Researchers say chewing on a piece of gum for about a half-hour after each meal can give some relief from acid reflux.
Their small study found that post-meal gum chewing appeared to reduce acid in the esophagus and quell heartburn symptoms among people with chronic reflux problems. Chewing gum stimulates saliva, which is more alkaline. And this can neutralize the remaining acid in the esophagus.
Dental experts have long known that chewing sugarless gum can slow the growth of cavities, mainly by lowering acid levels around teeth. The research team wondered if the same mechanism might work to fight gastroesophageal reflux disease (GERD), a common but distressing condition where acid in the stomach washes up into the esophagus. For many patients, GERD is at its worst soon after a meal.
In their two-day study, the London researchers had 21 people with GERD eat a high-fat meal specifically designed to churn up reflux symptoms. On one day, participants were also asked to chew a stick of gum for 30 minutes following the meal, while on the other day they went without. The researchers then used a special probe to measure levels of acid within each patient's esophagus for about two hours after each meal. Patients were also asked to record any incidence of heartburn, using an electronic "event button."

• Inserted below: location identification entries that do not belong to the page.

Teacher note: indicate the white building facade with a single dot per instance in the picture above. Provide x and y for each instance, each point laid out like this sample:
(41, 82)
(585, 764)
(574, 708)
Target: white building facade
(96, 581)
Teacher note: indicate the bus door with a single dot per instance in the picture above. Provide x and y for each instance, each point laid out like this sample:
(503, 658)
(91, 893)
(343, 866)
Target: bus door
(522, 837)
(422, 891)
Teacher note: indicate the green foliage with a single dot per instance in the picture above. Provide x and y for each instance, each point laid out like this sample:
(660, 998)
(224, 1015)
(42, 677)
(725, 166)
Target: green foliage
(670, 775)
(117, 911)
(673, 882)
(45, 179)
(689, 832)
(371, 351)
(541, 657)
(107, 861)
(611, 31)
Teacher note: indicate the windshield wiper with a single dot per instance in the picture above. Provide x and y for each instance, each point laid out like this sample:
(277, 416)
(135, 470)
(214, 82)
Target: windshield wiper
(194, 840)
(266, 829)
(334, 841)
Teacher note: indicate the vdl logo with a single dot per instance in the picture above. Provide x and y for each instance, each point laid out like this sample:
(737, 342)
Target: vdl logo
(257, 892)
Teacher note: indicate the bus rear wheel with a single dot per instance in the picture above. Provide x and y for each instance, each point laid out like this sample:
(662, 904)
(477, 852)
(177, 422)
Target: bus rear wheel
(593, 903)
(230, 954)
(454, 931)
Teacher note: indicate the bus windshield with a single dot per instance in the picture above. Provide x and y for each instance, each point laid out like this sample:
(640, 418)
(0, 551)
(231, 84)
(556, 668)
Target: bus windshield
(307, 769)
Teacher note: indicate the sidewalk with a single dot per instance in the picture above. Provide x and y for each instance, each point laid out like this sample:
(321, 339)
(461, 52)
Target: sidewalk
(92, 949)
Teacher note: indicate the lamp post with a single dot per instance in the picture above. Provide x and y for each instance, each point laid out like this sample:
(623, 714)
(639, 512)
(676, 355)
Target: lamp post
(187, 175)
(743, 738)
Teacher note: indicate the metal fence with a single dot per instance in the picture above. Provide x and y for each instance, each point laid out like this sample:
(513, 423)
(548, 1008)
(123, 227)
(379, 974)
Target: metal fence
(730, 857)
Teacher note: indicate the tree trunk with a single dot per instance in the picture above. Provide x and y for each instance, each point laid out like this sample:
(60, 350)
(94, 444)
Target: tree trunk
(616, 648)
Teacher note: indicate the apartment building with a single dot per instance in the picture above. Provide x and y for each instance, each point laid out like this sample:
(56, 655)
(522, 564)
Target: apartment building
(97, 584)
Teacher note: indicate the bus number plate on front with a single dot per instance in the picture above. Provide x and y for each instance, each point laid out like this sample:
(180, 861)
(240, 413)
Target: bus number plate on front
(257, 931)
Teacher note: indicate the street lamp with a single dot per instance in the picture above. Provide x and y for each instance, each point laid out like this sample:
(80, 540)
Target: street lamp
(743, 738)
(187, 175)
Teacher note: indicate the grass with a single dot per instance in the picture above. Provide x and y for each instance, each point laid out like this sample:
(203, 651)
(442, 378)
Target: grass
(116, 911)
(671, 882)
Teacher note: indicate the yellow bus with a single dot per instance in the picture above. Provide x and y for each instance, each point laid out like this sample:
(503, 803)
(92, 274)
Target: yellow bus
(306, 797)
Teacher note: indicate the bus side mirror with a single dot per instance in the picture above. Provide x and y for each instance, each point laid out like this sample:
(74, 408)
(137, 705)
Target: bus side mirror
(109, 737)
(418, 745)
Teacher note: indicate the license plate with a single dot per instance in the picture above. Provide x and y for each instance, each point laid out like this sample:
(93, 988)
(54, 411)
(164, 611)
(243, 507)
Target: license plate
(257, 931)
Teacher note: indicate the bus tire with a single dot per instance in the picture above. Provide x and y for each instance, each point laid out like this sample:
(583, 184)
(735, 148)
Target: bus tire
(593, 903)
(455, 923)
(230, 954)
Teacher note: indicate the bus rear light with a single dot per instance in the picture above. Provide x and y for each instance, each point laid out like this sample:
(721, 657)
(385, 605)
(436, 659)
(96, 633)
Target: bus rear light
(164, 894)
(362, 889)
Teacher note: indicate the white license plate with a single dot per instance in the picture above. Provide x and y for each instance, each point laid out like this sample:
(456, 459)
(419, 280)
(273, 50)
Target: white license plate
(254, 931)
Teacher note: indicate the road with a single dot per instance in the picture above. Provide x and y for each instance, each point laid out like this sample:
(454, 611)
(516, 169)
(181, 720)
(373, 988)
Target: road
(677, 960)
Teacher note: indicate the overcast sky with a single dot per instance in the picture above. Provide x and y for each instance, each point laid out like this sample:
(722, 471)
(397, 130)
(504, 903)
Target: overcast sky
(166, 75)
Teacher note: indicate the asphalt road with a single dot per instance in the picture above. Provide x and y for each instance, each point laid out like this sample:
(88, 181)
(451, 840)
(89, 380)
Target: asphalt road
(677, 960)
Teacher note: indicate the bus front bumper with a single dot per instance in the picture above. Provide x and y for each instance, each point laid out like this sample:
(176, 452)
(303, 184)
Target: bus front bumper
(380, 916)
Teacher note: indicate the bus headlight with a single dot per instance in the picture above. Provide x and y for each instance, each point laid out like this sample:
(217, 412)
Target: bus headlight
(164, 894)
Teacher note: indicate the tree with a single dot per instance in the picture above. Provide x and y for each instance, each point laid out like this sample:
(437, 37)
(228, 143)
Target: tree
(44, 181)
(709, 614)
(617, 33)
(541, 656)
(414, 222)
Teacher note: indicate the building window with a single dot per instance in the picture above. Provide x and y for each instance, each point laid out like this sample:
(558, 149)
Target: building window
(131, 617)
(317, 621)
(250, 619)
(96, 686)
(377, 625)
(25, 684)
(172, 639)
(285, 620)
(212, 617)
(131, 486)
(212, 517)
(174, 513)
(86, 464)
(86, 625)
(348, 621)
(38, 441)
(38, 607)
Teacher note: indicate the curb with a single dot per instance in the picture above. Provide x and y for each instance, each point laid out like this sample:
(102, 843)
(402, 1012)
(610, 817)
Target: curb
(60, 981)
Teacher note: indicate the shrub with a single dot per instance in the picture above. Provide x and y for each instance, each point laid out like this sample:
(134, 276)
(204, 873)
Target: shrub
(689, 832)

For the patient without chewing gum, (post-meal) reflux is much higher compared with the patient with chewing gum.
Specifically, pH levels in the esophagus were below an acidic four for an average of nine minutes when patients didn't chew gum, compared to just 4.7 minutes when they did. Also, patients recorded fewer episodes of heartburn and discomfort during the gum session.
None of this means that GERD patients should toss out their medicines in favor of chewing gum, however. This study was small and it's far too early to draw firm conclusions. However, the research team is planning a larger study.